Data perturbation for escaping local maxima in learning

G. Elidan, M. Ninio, N. Friedman, and D. Schuurmans

Eighteenth National Conf. on Artificial Intelligence (AAAI), 2002.

Web Supplement


Almost all machine learning algorithms---be they for regression, classification or density estimation---seek hypotheses that optimize a score on training data. In most interesting cases, however, full global optimization is not feasible and local search techniques are used to discover reasonable solutions. Unfortunately, the quality of the local maxima reached depends on initialization and is often weaker than the global maximum. In this paper, we present a simple approach for combining global search with local optimization to discover improved hypotheses in general machine learning problems. The main idea is to escape local maxima by perturbing the training data to create plausible new ascent directions, rather than perturbing hypotheses directly.
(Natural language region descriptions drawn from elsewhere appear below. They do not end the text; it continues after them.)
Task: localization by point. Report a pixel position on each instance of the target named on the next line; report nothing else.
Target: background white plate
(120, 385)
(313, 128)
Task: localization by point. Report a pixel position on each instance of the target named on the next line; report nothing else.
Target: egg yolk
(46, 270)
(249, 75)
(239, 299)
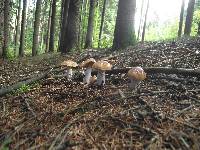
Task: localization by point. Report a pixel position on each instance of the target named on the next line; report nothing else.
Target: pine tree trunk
(189, 17)
(52, 29)
(1, 28)
(48, 28)
(102, 22)
(84, 14)
(141, 16)
(6, 27)
(18, 26)
(44, 25)
(145, 22)
(124, 34)
(181, 19)
(71, 34)
(198, 31)
(23, 25)
(36, 28)
(88, 42)
(64, 24)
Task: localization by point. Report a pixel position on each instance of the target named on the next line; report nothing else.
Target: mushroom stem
(133, 84)
(86, 79)
(69, 73)
(101, 78)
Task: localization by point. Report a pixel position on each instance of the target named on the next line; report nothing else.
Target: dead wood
(13, 87)
(165, 70)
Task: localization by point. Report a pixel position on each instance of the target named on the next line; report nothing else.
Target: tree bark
(6, 27)
(18, 26)
(198, 30)
(23, 25)
(102, 22)
(154, 70)
(36, 28)
(124, 34)
(48, 28)
(1, 28)
(181, 18)
(52, 28)
(141, 16)
(145, 22)
(64, 24)
(71, 33)
(88, 42)
(189, 17)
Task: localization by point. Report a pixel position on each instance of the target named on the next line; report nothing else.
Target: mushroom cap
(102, 65)
(137, 73)
(88, 63)
(69, 63)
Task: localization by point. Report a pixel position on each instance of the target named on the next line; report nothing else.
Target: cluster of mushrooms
(135, 74)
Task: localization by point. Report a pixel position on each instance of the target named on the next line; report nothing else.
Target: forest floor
(54, 113)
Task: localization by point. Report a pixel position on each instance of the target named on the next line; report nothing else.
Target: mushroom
(88, 65)
(101, 67)
(93, 79)
(69, 64)
(136, 74)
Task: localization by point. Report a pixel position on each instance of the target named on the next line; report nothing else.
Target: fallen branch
(153, 70)
(6, 90)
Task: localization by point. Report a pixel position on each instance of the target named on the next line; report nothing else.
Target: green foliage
(155, 32)
(11, 54)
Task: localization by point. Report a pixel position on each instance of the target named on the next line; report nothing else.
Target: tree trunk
(48, 28)
(189, 17)
(198, 31)
(84, 14)
(1, 28)
(71, 33)
(181, 18)
(36, 28)
(64, 24)
(102, 22)
(88, 42)
(141, 16)
(145, 22)
(6, 26)
(52, 29)
(44, 24)
(18, 26)
(60, 25)
(124, 34)
(23, 25)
Specifically, we consider example-reweighting strategies that are reminiscent of boosting and other ensemble learning methods, but applied in a different way with a different goal: to produce a single hypothesis that achieves a good score on training and test data. To evaluate the performance of our algorithms we consider a number of problems in learning Bayesian networks from data, including discrete training problems (structure search), continuous training problems (parametric EM, non-linear logistic regression), and mixed training problems ; (Structural EM)---on both synthetic and real-world data. In each case, we obtain state of the art performance on both training and test data.